Gutters need to be replaced when they are not functioning to move water to a lower point in your property.
However, the optimal time to replace them is when the roof is replaced but in a very specific order. Why do I make this distinction? It is because of how the gutter apron, sometimes referred to as gutter flashing, interacts with the ice and water membrane — an important component of any roof in Wisconsin or any place in the northern zone.
“Gutter Apron” is an “L” shaped piece of metal that gets nailed down to the roof underneath the shingles. It then hangs down along the fascia. A gutter can then be slid up underneath the gutter apron. When a gutter is secured, it is either screwed (preferably), nailed, or spiked into the fascia. Whichever fastener your installer chose, should pierce through the apron and the back of the gutter, securing it tightly to the fascia.

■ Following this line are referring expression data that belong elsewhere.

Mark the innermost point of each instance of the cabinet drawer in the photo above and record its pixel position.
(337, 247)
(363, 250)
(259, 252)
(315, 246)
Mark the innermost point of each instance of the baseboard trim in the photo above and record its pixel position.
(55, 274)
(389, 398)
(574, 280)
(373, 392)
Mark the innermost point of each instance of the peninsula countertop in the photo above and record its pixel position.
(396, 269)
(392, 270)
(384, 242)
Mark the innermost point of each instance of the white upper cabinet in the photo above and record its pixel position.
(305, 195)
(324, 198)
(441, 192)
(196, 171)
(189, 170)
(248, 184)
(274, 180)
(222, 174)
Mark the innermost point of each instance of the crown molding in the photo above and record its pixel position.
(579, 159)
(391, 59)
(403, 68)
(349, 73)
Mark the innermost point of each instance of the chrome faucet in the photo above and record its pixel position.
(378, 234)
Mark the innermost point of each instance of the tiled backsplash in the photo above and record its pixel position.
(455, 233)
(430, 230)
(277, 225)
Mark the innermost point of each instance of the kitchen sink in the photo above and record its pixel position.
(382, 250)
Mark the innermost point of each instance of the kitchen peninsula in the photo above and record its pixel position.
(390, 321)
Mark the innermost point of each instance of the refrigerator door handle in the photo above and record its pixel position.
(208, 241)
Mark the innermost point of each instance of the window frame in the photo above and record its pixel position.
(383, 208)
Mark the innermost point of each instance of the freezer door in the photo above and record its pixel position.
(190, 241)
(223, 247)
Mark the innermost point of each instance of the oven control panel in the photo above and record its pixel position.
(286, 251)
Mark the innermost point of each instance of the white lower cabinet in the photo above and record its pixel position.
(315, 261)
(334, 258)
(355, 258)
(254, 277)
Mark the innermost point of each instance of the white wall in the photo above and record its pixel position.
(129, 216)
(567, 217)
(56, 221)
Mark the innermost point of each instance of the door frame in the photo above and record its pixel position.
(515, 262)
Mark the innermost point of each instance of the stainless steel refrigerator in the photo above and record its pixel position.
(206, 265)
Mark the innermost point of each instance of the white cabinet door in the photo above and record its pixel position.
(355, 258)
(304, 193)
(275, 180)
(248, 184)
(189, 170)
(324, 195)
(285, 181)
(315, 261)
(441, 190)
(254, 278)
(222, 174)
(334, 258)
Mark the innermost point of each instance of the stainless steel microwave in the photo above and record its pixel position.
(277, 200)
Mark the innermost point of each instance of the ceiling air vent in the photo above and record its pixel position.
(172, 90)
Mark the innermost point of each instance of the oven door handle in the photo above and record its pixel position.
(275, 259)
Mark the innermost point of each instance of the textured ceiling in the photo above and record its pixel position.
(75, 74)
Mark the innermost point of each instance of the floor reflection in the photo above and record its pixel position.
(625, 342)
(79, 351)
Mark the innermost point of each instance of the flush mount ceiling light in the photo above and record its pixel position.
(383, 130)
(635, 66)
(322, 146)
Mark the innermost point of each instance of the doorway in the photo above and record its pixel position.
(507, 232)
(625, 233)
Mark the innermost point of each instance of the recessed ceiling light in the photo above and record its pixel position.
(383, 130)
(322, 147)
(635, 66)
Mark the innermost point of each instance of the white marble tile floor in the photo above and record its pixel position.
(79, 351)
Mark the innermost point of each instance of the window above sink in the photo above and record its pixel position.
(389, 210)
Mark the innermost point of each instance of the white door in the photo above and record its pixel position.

If you live in the northern zone, and your contractor understands the importance of ice and water membrane to prevent damaging ice dams, your gutters and gutter apron should be removed and replaced when the roof is replaced. This affords a contractor the ability to install ice and water membrane over the edge of the fascia, making it so that even if you have an ice dam, it will not be able to cause damage to the inside of your home.

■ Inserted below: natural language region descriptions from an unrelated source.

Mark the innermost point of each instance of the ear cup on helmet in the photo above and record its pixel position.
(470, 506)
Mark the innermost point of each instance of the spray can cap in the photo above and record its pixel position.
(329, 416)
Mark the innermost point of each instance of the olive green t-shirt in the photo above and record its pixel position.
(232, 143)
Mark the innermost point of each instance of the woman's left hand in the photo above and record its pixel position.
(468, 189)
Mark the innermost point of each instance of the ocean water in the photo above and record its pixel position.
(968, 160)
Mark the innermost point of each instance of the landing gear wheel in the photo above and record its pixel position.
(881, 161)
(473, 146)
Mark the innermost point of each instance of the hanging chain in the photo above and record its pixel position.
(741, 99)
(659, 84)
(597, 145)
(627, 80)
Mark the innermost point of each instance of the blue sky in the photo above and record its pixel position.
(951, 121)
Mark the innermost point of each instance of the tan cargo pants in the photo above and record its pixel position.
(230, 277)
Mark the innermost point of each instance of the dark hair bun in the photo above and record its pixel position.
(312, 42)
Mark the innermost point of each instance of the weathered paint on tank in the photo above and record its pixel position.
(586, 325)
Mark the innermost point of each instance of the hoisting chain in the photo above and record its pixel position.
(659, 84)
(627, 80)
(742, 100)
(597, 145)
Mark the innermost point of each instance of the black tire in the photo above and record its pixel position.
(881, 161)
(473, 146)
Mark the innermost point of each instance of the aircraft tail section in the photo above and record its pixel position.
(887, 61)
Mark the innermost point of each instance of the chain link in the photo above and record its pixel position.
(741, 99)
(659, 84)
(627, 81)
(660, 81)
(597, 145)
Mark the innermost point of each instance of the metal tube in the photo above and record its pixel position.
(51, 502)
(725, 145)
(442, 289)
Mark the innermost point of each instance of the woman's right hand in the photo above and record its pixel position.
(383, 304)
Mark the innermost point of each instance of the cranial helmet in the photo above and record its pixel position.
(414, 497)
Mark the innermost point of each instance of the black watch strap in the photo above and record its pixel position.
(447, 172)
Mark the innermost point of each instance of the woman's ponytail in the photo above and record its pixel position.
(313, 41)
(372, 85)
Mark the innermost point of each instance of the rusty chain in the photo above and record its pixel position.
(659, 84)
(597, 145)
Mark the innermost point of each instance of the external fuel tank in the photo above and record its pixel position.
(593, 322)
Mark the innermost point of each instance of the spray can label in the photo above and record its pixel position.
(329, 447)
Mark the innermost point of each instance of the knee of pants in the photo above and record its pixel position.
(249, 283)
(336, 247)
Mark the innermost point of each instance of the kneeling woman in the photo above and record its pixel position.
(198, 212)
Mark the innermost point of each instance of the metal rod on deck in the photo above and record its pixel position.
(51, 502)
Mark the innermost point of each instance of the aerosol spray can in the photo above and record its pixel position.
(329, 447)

After the ice and water membrane is installed, the roofing crew can install a new gutter apron which is nailed into the roof decking by the roofer. Since most of today’s gutters are aluminum, an aluminum gutter apron should be used to prevent galvanic corrosion, a process where two dissimilar metals begin to corrode each other.

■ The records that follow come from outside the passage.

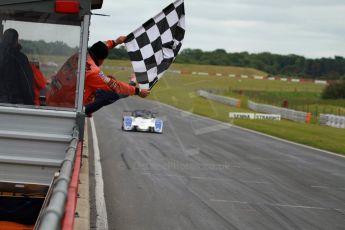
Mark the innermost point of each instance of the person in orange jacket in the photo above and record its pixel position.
(62, 90)
(39, 81)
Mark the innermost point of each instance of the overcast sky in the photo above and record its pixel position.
(311, 28)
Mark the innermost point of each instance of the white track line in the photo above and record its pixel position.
(101, 209)
(186, 113)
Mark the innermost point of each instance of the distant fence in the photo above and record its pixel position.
(221, 99)
(332, 120)
(288, 114)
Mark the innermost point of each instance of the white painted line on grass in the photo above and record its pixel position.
(101, 209)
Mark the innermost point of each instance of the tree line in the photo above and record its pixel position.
(274, 64)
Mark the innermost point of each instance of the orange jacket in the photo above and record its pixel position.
(96, 79)
(40, 82)
(62, 90)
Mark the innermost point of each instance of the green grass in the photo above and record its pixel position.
(180, 92)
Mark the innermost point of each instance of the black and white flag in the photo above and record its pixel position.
(154, 46)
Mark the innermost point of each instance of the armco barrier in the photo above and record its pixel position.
(288, 114)
(332, 120)
(221, 99)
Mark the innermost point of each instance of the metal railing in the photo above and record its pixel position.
(332, 120)
(52, 215)
(288, 114)
(221, 99)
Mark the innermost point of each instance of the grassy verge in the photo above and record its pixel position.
(180, 92)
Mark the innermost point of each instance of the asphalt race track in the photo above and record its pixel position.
(203, 174)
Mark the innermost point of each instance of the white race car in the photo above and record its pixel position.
(142, 120)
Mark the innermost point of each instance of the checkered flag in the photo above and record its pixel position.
(154, 46)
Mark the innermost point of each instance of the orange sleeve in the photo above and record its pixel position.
(40, 83)
(98, 80)
(117, 86)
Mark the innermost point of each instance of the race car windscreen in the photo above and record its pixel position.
(37, 62)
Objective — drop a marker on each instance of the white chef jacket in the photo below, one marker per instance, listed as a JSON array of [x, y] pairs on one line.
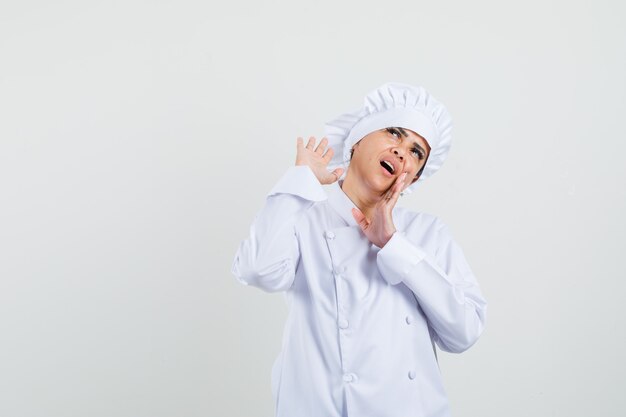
[[363, 322]]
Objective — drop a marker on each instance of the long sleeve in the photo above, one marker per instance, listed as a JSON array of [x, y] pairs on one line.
[[444, 285], [268, 257]]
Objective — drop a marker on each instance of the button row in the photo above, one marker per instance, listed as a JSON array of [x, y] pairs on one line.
[[348, 377]]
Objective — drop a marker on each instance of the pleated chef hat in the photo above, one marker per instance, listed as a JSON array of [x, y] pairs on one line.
[[399, 105]]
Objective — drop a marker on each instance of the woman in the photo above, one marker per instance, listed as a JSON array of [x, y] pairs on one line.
[[371, 287]]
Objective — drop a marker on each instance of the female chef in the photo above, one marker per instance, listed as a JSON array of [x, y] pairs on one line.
[[372, 288]]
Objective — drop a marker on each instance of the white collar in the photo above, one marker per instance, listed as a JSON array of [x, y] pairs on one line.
[[341, 203]]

The nails, driven through the roof decking, will pierce through the ice and water membrane, which should be manufactured in such a way as to self-seal around nail heads. This will prevent problems of water infiltrating through nail holes. Effectively, the membrane becomes like a gasket around the nail.
After your roofer is done installing the roof, there is typically a time when a roof is without gutters. This causes concern and stress for some homeowners, but more concerning, and more stressful would be a house where the contractor did not understand the importance of the process, reducing the life of your new gutters and not protecting your belongings from the ravages of ice damming for decades.
The savvy homeowner will understand the importance of short-term patience in order to enjoy the long-term security of knowing they have a properly installed and durable water management system.